Can You Drive Without Insurance In St. Louis Missouri?
It is illegal to drive a motor vehicle in Missouri without automobile liability insurance. ... The court will send the conviction to the Department of Revenue and the conviction will be entered on the driver's driving record.
What Happens If You Get Pulled Over For No Insurance In St. Louis?
Yes, if you are stopped by the police on a road and they find you have no insurance they can take the vehicle from you and charge you for transportation and storage.

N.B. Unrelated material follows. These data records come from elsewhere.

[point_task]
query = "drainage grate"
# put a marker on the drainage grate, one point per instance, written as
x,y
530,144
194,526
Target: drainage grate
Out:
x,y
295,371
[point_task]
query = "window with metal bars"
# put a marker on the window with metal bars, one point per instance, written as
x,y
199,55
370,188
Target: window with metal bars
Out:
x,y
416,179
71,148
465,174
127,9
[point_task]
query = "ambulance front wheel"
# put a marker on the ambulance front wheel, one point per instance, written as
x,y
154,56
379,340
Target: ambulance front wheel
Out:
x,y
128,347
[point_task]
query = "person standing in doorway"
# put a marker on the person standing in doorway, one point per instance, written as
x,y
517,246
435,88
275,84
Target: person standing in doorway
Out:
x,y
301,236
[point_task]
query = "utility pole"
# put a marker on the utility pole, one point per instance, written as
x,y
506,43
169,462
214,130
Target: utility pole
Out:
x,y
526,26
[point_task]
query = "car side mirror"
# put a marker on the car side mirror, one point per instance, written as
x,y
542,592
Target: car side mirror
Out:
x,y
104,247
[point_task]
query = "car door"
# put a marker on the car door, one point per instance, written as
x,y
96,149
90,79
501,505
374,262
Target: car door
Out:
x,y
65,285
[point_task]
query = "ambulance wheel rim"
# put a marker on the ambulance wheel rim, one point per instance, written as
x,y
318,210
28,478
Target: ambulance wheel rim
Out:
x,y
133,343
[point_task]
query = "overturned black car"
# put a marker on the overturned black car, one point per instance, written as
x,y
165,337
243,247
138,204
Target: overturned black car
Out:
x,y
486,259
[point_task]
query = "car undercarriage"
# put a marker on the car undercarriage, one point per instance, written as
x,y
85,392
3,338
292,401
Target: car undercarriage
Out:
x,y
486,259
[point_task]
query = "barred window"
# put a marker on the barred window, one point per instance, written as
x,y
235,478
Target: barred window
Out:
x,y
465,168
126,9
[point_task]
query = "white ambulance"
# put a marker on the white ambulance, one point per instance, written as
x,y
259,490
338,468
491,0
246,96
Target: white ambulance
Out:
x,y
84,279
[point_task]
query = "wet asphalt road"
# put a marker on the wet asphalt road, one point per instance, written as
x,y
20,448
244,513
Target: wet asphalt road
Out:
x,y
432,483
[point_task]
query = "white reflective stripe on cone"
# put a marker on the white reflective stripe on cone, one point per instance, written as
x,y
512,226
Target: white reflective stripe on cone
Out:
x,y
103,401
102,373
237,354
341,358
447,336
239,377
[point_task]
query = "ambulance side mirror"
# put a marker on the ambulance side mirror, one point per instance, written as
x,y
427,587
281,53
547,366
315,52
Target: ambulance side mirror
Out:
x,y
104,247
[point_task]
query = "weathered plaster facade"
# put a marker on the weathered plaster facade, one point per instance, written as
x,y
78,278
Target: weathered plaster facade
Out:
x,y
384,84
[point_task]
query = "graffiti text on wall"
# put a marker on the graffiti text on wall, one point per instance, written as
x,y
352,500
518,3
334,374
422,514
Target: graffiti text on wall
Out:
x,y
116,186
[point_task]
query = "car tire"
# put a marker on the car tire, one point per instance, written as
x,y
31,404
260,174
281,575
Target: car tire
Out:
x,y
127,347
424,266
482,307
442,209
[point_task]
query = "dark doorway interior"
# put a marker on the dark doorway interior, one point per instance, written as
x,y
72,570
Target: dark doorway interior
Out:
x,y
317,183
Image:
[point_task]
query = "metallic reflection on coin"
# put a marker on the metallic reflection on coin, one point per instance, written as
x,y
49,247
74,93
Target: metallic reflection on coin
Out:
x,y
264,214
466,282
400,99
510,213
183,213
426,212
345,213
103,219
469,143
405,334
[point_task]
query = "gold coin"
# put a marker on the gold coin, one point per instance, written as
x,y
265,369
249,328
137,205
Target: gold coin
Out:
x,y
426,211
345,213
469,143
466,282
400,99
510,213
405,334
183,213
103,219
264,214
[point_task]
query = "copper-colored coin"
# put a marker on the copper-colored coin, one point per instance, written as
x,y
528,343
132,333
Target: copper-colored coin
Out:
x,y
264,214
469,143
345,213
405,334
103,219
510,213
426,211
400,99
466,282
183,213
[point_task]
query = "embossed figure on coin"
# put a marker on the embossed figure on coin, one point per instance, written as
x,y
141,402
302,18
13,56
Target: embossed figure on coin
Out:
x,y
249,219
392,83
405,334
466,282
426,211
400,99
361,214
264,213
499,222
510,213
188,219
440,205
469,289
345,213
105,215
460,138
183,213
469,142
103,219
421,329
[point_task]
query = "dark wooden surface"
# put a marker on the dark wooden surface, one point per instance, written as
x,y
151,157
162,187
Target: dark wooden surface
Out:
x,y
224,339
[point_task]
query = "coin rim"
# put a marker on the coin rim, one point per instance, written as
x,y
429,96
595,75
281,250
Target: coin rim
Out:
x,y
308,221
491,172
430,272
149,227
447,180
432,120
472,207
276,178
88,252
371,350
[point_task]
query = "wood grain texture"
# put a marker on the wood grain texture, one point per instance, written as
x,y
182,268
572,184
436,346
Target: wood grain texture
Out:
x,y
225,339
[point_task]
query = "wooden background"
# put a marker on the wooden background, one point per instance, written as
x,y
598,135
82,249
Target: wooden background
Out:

If you do not reclaim your car within 14 days, it can be sent for scrap.
How Long Can You Go Without Car Insurance Before Being Penalized?
There appears to be a small penalty for drivers with a lapsed policy of fewer than 30 days, but that can dramatically increase if you let it go on for longer, an average of about 35% more per year. That can translate to hundreds of dollars that you could overpay.
Can You Get Points For no insurance?
According to the Road Traffic Act, any person who keeps their car on a road must have a valid insurance policy; parking on the road counts as a 'use' of the road. The offence of keeping a vehicle without insurance, as opposed to using it or driving it, carries a fine but no penalty points.